La idea se me ocurrió porque yo mismo pasé por esa experiencia con “Marvin”: escribí el cuento y realicé el cortometraje junto a Adolfo Cabanchik. Y la cabeza se me iluminó en el proceso: pasar el cuento a guión fue un ejercicio sublime. Cada vez que doy el mini show de “Marvin x 2”, donde leo Marvin y proyecto Marvin, la gente se llena de preguntas. Eso mismo nos pasó a nosotros ayer cuando terminamos de leer el texto teatral de Accame. Tenemos cantidad de preguntas para hacerte, Jorgito, listas para el miércoles que viene. No nos podés fallar, ¿eh? Te cocino mis empanadas de carne y harissa, mirá. Todo para que vengas.

Principalmente queremos saber por qué le cambiaste el final. Nosotros, con Marvin, casi se lo cambiamos también y desconocemos la razón.

Leyeron Lidia, Fabián y Lili. Todos cuentos con niños. Dos que se mueren y uno que casi, y se salva de milagro. Para ilustrar el de Fabián recurrí a una microficción de Gilda Manso titulada “Mitología”. La tenía guardada por si se armaba una discusión sobre el dueño de las palabras en el cuento milagrero, y pasó, porque Leo también se lo había cuestionado.

Para los de chicos muertos hablamos de finales. Empezamos por los de Salinger en “Un día perfecto para el pez banana”, “El hombre que ríe” y, sobre todo, “Teddy”, en el que efectivamente muere un niño. Después seguimos con Carver y nos metimos en los finales de “Gordo” y “Catedral”, de tinte existencialista. Hablamos también del paso de la obra del autor a largometraje de la mano de Robert Alman, en 1993. “Short cuts”. La edición de Anagrama de esos cuentos originales –cuando digo originales digo los no retocados y recortados por su editor- trae una versión del cuento del panadero titulada “Parece una tontería”, que es demasiado diferente a “El baño”, la que habíamos leído originalmente en “De qué hablamos cuando hablamos de amor”. Otro buen ejercicio para hacer en esta Clínica podría ser la lectura de esas dos versiones para contrastarlas y aprender un poco del maestro Raymond. La edición de la película, titulada en español “Vidas cruzadas”, trae un prólogo de Altman que es imperdible, donde habla de personajes, acciones, cortes. Cito un fragmento:

“Los personajes narran muchas cosas a lo largo de la película, cuentan pequeñas historias acerca de sus vidas. Muchas de ellas son de Carver, o paráfrasis de las de Carver, o están inspiradas en ellas, pues siempre procuramos ser lo más fieles posible a su mundo, teniendo en cuenta el imperativo de colaboración de la película.

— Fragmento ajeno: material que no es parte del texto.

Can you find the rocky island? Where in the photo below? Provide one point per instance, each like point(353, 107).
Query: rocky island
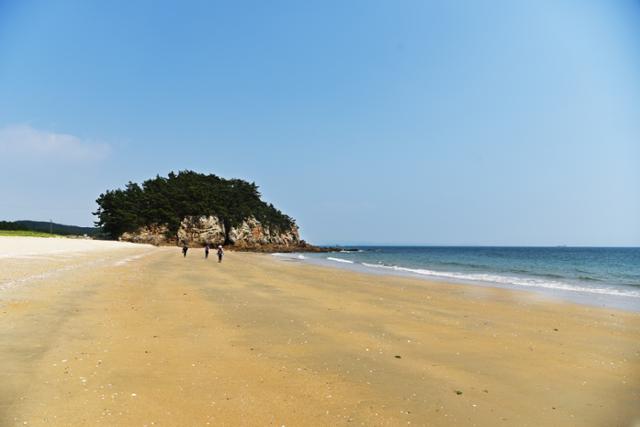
point(198, 209)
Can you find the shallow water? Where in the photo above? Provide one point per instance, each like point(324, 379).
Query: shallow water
point(607, 277)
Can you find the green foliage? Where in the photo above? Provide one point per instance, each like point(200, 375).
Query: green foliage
point(26, 233)
point(167, 201)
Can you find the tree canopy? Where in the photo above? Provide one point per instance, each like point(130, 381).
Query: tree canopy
point(168, 200)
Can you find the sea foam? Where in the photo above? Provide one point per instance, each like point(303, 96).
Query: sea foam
point(509, 280)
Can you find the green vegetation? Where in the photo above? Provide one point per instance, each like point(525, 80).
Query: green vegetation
point(26, 233)
point(167, 201)
point(48, 228)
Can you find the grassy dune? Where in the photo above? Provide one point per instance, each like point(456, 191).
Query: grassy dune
point(26, 233)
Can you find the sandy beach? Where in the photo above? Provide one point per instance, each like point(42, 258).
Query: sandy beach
point(117, 334)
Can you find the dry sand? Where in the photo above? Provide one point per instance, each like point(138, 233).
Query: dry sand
point(139, 336)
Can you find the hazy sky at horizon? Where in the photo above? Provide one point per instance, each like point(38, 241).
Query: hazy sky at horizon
point(411, 122)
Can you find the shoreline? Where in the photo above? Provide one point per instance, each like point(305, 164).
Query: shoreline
point(584, 296)
point(253, 341)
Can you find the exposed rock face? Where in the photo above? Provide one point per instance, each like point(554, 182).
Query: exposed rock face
point(201, 230)
point(251, 233)
point(198, 231)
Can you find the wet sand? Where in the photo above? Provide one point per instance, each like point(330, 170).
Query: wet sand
point(141, 336)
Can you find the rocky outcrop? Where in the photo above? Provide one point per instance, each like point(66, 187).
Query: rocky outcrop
point(250, 235)
point(201, 230)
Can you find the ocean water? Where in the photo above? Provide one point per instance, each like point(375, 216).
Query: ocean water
point(607, 277)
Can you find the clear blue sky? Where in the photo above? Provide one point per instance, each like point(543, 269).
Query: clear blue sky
point(398, 122)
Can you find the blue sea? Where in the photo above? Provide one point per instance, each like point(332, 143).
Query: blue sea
point(608, 277)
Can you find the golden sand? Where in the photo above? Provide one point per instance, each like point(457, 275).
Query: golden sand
point(146, 337)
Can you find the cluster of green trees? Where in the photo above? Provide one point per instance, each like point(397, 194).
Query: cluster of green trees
point(167, 201)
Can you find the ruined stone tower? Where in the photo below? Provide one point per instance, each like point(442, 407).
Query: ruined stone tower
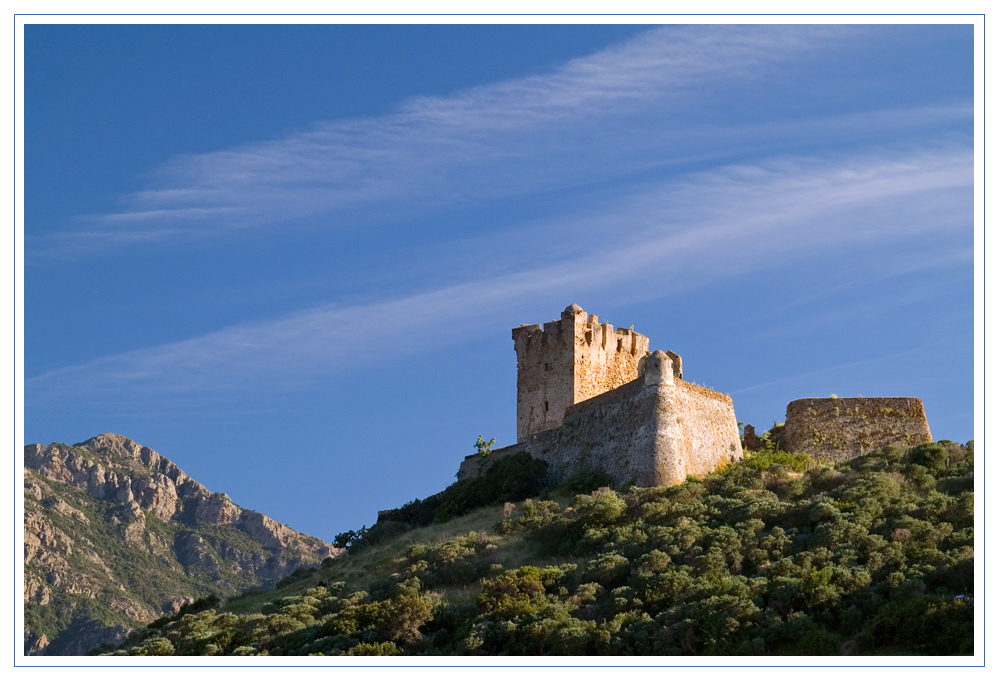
point(567, 361)
point(592, 397)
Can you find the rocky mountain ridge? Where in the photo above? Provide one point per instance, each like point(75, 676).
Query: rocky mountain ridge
point(116, 535)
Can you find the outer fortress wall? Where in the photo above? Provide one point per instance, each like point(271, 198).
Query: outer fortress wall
point(655, 430)
point(841, 428)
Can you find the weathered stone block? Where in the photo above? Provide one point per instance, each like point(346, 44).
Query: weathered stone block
point(840, 428)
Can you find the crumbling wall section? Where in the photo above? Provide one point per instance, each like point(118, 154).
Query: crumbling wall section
point(567, 361)
point(605, 357)
point(656, 430)
point(836, 429)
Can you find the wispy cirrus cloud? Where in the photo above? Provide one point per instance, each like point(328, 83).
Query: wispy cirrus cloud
point(683, 234)
point(616, 112)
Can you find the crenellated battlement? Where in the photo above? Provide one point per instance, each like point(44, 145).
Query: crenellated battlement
point(567, 361)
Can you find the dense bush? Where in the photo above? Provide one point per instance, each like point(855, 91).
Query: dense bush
point(775, 555)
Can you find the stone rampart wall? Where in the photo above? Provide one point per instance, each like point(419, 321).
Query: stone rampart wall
point(645, 433)
point(698, 432)
point(567, 361)
point(840, 428)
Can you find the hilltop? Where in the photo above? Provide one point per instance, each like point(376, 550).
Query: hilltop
point(116, 535)
point(777, 554)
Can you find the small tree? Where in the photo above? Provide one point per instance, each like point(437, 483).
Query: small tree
point(483, 448)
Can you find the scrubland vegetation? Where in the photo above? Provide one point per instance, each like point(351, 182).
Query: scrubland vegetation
point(775, 555)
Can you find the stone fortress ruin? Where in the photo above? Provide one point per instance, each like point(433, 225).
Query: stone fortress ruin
point(592, 397)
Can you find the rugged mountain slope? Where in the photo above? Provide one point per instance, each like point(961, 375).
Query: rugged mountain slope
point(116, 535)
point(774, 555)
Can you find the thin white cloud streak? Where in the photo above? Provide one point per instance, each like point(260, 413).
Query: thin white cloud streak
point(595, 116)
point(712, 226)
point(918, 351)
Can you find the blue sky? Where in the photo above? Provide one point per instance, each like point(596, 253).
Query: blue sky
point(289, 258)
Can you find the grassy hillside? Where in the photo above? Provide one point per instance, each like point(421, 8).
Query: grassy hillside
point(775, 555)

Por su parte, los actores se percataron también de que los detalles de los que hablan esas gentes de Carver no son lo principal. Los elementos parecían flexibles. Podían estar hablando de cualquier cosa. Sin embargo, ello no significa que el lenguaje no fuera importante, sino más bien que el tema no tenía por qué ser X, Y o Z: podía ser Q, P o H.

La cuestión que determina cómo responde la gente a lo que se está diciendo es quién es. No es lo que están diciendo lo que provoca que la escena tenga lugar, sino el hecho de que esos personajes estén interpretando la escena en cuestión. De modo que, estén hablando de cómo preparar un emparedado de mantequilla de maní o de cómo asesinar a un vecino, el contenido no es tan importante como lo que sienten y hacen los personajes dentro de esa situación, el cómo se van desarrollando.”

Es pertinente, para una jornada en la que estudiamos el tema del pasaje de un texto literario a otro estado artístico, ya sea teatro o cine, dejar hablar un poco a un capo como Robert Alman. Aunque nos vayamos temporalmente del mundo de la literatura.